Die Düngeverordnung, so Beringmeier, sei zu einem bürokratischen Monster geworden. „Das Agrarpaket im September hat das Fass dann aber endgültig zum Überlaufen gebracht“, erklärte er. Die Konsequenz seien die Demos gewesen – in Paderborn mit den bekannten Nebenwirkungen. Weil die Demonstration mit mehr als 300 Traktoren nicht angemeldet war, ermittelt die Staatsanwaltschaft. „Das müssen wir noch regeln“, sagte Beringmeier in Richtung Landrat Manfred Müller. Er lobte außerdem den Agrargipfel in Berlin. Seine Forderung: „Dem Zwölf-Punkte-Plan müssen Taten folgen. Das dürfen nicht zwölf Beruhigungspillen werden.“ Und dazu gehöre auch die Risikoausgleichsrücklage. „Wir brauchen das – spätestens dann, wenn die Schweinepest kommen sollte.“

Fraktionsübergreifenden Gesellschaftsvertrag zur Tierhaltung gefordert

Dem Bundestagsabgeordneten Linnemann schrieb er ins Stammbuch, dass es einen fraktionsübergreifenden Gesellschaftsvertrag zur Tierhaltung geben müsse, der für die nächsten 20 Jahre Bestand haben soll. Nur dann hätten Landwirte Planungssicherheit.

„Die Lage der Landwirtschaft ist in großen Teilen dramatisch“, fasste Carsten Linnemann die Situation zusammen. Es sei für die Region wichtig, so der Abgeordnete, dass Hubertus Beringmeier zum Bauernpräsidenten gewählt werde. Nitratwert und Grundwasser, Insektenschutzprogramm und Tierwohl seien Themen, die geballt auf die Landwirte einwirkten.

Linnemann vermisst Konsens pro Landwirtschaft

„Ich bin Teil der Partei und nehme die Kritik an. Das Kernproblem ist aber, dass es keinen Konsens gibt zwischen Landwirtschaft, Gesellschaft und Politik. Das Ergebnis ist, dass die Planungssicherheit abhanden kommt. Dadurch gibt es immer mehr Insolvenzen und die Landwirte fühlen sich als Buhmänner der Nation.“ Dass man sie nun auch noch für das Klima verantwortlich mache, sei absurd. „Das Klima wird nicht an der deutschen Fleischtheke entschieden.
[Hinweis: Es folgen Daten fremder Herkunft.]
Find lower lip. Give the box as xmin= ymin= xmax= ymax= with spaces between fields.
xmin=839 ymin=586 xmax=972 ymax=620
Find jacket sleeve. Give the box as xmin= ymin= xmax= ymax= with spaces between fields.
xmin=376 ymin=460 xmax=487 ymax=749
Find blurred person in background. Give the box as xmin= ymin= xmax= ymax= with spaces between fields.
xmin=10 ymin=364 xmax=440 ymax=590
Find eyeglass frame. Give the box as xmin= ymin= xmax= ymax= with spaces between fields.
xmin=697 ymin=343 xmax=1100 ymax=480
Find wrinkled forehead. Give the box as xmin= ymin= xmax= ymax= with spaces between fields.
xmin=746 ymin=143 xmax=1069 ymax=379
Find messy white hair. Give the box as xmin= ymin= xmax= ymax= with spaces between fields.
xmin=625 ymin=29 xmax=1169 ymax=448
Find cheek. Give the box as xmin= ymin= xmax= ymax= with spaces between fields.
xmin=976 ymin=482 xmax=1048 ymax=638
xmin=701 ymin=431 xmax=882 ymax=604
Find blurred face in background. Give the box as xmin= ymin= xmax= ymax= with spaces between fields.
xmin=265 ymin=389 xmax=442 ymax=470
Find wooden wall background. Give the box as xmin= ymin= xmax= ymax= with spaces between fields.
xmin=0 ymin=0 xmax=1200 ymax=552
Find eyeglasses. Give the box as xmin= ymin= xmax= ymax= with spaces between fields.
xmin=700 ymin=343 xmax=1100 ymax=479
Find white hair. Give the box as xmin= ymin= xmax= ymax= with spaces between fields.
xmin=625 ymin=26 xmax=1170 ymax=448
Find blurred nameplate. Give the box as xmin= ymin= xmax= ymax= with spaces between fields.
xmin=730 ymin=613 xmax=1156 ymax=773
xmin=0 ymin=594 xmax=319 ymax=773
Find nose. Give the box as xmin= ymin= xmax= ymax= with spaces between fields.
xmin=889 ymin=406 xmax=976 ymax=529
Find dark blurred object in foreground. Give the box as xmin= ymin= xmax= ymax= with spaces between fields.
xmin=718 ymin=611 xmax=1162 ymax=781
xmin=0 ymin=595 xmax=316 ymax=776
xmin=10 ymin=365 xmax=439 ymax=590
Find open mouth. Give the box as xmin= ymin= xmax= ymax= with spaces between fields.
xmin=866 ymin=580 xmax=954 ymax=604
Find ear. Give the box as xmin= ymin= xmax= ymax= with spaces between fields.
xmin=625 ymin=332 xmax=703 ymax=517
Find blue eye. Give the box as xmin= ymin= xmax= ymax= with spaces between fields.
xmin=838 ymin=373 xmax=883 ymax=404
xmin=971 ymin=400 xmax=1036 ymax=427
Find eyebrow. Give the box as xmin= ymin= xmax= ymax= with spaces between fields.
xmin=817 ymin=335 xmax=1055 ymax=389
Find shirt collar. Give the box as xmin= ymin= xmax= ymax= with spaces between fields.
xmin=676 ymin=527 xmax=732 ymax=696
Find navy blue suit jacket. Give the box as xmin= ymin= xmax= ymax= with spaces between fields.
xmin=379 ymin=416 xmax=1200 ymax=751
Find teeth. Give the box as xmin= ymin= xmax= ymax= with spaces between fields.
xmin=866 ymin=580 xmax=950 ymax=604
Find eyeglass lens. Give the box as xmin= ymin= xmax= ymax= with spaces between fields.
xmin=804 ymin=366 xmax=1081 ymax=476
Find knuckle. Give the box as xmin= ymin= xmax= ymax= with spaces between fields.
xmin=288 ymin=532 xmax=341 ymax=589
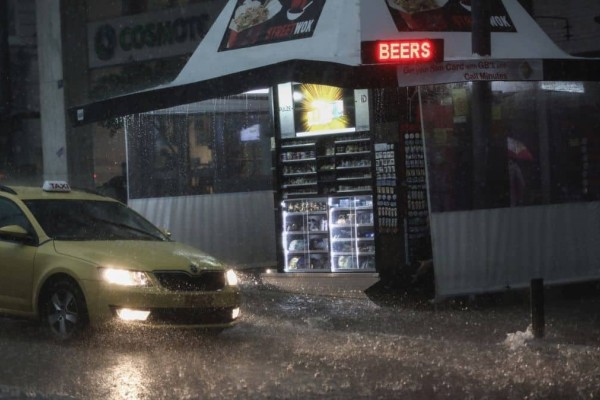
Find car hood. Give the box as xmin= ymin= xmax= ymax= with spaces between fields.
xmin=54 ymin=240 xmax=226 ymax=271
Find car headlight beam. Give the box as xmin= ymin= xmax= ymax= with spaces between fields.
xmin=225 ymin=269 xmax=238 ymax=286
xmin=100 ymin=268 xmax=150 ymax=286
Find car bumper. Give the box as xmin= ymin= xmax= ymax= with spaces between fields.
xmin=85 ymin=281 xmax=241 ymax=328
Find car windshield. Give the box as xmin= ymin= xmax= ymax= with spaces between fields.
xmin=25 ymin=200 xmax=168 ymax=241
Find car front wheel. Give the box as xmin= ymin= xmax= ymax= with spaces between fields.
xmin=42 ymin=279 xmax=88 ymax=341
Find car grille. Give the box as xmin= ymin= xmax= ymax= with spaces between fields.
xmin=148 ymin=308 xmax=234 ymax=325
xmin=154 ymin=271 xmax=225 ymax=292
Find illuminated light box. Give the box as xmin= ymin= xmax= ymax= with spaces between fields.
xmin=362 ymin=39 xmax=444 ymax=64
xmin=277 ymin=82 xmax=370 ymax=138
xmin=292 ymin=84 xmax=356 ymax=137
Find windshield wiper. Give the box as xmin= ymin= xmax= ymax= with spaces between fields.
xmin=89 ymin=217 xmax=166 ymax=242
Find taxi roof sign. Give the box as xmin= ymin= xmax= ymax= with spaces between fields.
xmin=42 ymin=181 xmax=71 ymax=192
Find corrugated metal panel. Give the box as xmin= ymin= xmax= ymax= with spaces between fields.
xmin=431 ymin=202 xmax=600 ymax=297
xmin=128 ymin=191 xmax=276 ymax=267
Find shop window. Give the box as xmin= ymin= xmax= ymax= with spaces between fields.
xmin=420 ymin=82 xmax=600 ymax=212
xmin=126 ymin=95 xmax=272 ymax=198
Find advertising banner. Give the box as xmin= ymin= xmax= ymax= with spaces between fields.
xmin=219 ymin=0 xmax=325 ymax=51
xmin=87 ymin=2 xmax=219 ymax=68
xmin=398 ymin=59 xmax=544 ymax=86
xmin=385 ymin=0 xmax=517 ymax=32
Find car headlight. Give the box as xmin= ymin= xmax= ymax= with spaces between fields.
xmin=100 ymin=268 xmax=150 ymax=286
xmin=225 ymin=269 xmax=238 ymax=286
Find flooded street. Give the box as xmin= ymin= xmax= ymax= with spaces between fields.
xmin=0 ymin=276 xmax=600 ymax=399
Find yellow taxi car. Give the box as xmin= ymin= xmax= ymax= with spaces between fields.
xmin=0 ymin=181 xmax=240 ymax=340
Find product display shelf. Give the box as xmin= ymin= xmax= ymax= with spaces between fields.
xmin=281 ymin=141 xmax=318 ymax=198
xmin=329 ymin=196 xmax=375 ymax=272
xmin=282 ymin=198 xmax=330 ymax=272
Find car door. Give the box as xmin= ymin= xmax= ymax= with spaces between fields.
xmin=0 ymin=197 xmax=37 ymax=312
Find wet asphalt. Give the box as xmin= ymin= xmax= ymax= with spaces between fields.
xmin=0 ymin=275 xmax=600 ymax=399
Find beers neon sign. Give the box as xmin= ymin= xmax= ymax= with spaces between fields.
xmin=362 ymin=39 xmax=444 ymax=64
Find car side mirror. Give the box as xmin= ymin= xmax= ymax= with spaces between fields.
xmin=160 ymin=228 xmax=171 ymax=239
xmin=0 ymin=225 xmax=31 ymax=240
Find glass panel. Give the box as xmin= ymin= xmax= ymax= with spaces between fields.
xmin=421 ymin=82 xmax=600 ymax=212
xmin=126 ymin=94 xmax=273 ymax=198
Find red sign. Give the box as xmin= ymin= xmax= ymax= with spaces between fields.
xmin=362 ymin=39 xmax=444 ymax=64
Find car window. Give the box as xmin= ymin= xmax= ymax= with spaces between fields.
xmin=0 ymin=198 xmax=32 ymax=232
xmin=25 ymin=200 xmax=168 ymax=241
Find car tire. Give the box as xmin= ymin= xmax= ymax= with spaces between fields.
xmin=41 ymin=278 xmax=88 ymax=341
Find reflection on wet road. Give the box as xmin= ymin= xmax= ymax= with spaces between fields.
xmin=0 ymin=286 xmax=600 ymax=399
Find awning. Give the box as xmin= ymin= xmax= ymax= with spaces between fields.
xmin=69 ymin=0 xmax=598 ymax=125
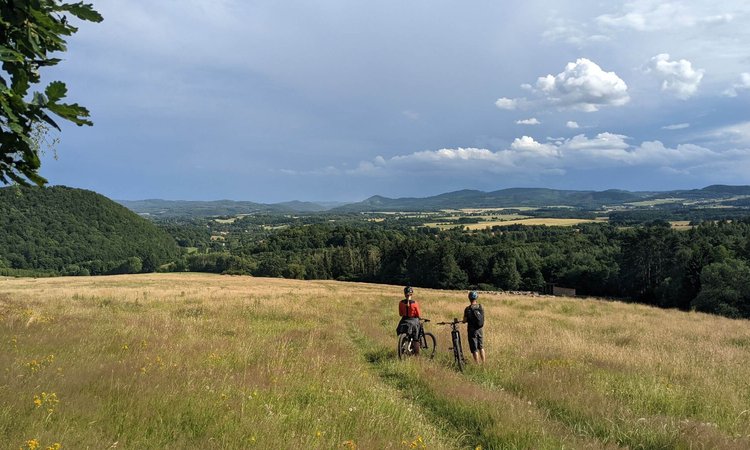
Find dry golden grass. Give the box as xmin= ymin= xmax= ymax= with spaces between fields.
xmin=0 ymin=274 xmax=750 ymax=449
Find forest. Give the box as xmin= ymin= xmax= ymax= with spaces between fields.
xmin=0 ymin=186 xmax=750 ymax=318
xmin=0 ymin=186 xmax=180 ymax=276
xmin=168 ymin=218 xmax=750 ymax=318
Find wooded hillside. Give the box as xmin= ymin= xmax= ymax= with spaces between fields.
xmin=0 ymin=186 xmax=179 ymax=275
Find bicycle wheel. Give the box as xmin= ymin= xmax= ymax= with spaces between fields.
xmin=421 ymin=333 xmax=437 ymax=359
xmin=453 ymin=333 xmax=464 ymax=372
xmin=397 ymin=333 xmax=411 ymax=359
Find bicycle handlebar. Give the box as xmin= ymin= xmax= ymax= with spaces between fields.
xmin=435 ymin=318 xmax=464 ymax=325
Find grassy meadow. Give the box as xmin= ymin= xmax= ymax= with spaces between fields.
xmin=0 ymin=274 xmax=750 ymax=450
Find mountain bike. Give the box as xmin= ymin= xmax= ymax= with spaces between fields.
xmin=397 ymin=319 xmax=437 ymax=359
xmin=437 ymin=319 xmax=466 ymax=372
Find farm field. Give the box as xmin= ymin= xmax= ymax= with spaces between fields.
xmin=425 ymin=218 xmax=606 ymax=230
xmin=0 ymin=274 xmax=750 ymax=449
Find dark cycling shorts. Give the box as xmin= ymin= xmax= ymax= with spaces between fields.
xmin=467 ymin=328 xmax=484 ymax=353
xmin=396 ymin=317 xmax=420 ymax=338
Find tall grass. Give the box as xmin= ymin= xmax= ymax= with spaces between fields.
xmin=0 ymin=274 xmax=750 ymax=449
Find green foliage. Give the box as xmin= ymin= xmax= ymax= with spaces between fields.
xmin=0 ymin=0 xmax=102 ymax=185
xmin=156 ymin=215 xmax=750 ymax=317
xmin=0 ymin=186 xmax=179 ymax=275
xmin=692 ymin=259 xmax=750 ymax=318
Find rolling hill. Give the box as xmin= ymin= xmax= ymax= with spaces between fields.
xmin=0 ymin=186 xmax=179 ymax=274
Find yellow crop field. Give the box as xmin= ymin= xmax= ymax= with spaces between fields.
xmin=464 ymin=217 xmax=600 ymax=230
xmin=0 ymin=274 xmax=750 ymax=449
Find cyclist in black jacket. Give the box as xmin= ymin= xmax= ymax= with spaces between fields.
xmin=463 ymin=291 xmax=485 ymax=364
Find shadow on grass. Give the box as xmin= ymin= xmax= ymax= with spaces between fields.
xmin=354 ymin=330 xmax=533 ymax=449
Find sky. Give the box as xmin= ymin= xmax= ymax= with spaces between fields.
xmin=41 ymin=0 xmax=750 ymax=203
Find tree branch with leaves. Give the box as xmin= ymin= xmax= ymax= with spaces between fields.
xmin=0 ymin=0 xmax=102 ymax=186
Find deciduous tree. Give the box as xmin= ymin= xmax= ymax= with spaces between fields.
xmin=0 ymin=0 xmax=102 ymax=185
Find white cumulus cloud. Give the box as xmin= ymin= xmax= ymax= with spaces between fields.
xmin=661 ymin=123 xmax=690 ymax=130
xmin=724 ymin=72 xmax=750 ymax=97
xmin=535 ymin=58 xmax=630 ymax=112
xmin=495 ymin=97 xmax=520 ymax=110
xmin=334 ymin=130 xmax=750 ymax=176
xmin=646 ymin=53 xmax=703 ymax=100
xmin=596 ymin=0 xmax=734 ymax=31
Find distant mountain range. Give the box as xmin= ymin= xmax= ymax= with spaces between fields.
xmin=115 ymin=199 xmax=341 ymax=217
xmin=117 ymin=185 xmax=750 ymax=217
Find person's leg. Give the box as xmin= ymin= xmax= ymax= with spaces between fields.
xmin=474 ymin=328 xmax=484 ymax=364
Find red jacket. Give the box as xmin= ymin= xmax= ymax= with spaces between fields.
xmin=398 ymin=299 xmax=421 ymax=319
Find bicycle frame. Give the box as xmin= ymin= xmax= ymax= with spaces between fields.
xmin=437 ymin=319 xmax=466 ymax=372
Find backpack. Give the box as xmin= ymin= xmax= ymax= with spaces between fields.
xmin=466 ymin=305 xmax=484 ymax=330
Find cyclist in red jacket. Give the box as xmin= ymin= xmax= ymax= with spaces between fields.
xmin=396 ymin=286 xmax=422 ymax=353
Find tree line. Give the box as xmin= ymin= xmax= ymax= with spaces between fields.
xmin=164 ymin=219 xmax=750 ymax=318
Auch nicht durch Fahrverbote, sondern durch Technik und Innovation.“

Bauern-Vizepräsident Karsten Schmal nahm Linnemann beim Wort, dass bei der Insektenschutzverordnung noch nicht alles entschieden sei. „Da muss uns bald etwas Gescheites einfallen, denn wir sind es, die die Bevölkerung ernähren“, sagte er.

Kommentare

Bauernschlauberger

"Das müssen wir noch regeln." - Richtig, da müssen noch mehr juristische Schritte folgen. Auf Gesetzesbruch folgt Strafverfolgung folgt Strafe, so wie sich das in einem Rechtstaat gehört. Oder meint der Vorsitzende etwa, man solle sich lieber per Handschlag mit irgendwelchen Granden der Politik an Recht und Gesetz vorbeikungeln können? Doch wohl eher nicht, oder?
"Nitratwert und Grundwasser, Insektenschutzprogramm und Tierwohl seien Themen, die geballt auf die Landwirte einwirkten." - Und das auch völlig zurecht, denn das sind alles Bereiche, in denen Landwirtschaft hauptverantwortlich und leider oft auch schädlich agiert, was dann für den kompletten Rest der Bevölkerung negative Konsequenzen hat. Es kann nicht sein dass Landwirtschaft darauf pocht z.B. weiterhin haufenweise bequem Glyphosat einsetzen zu können und damit weiterhin zum massenhaften Insektenaussterben beiträgt. Das Zeug gehört verboten, Punkt.
„Da muss uns bald etwas Gescheites einfallen, denn wir sind es, die die Bevölkerung ernähren“ - Richtig, und ohne Insekten keine Bevölkerungsernährung. Also kann die Massgabe nur heissen: weniger Pestizide und Insektizide. Oberste Priorität hat nicht zu sein, ob Bauern wirtschaftlich gut dastehen können, sondern alleroberste Priorität ist Naturschutz. Denn ohne Natur gibt's nicht nur keine Bauern, sondern niemanden von uns.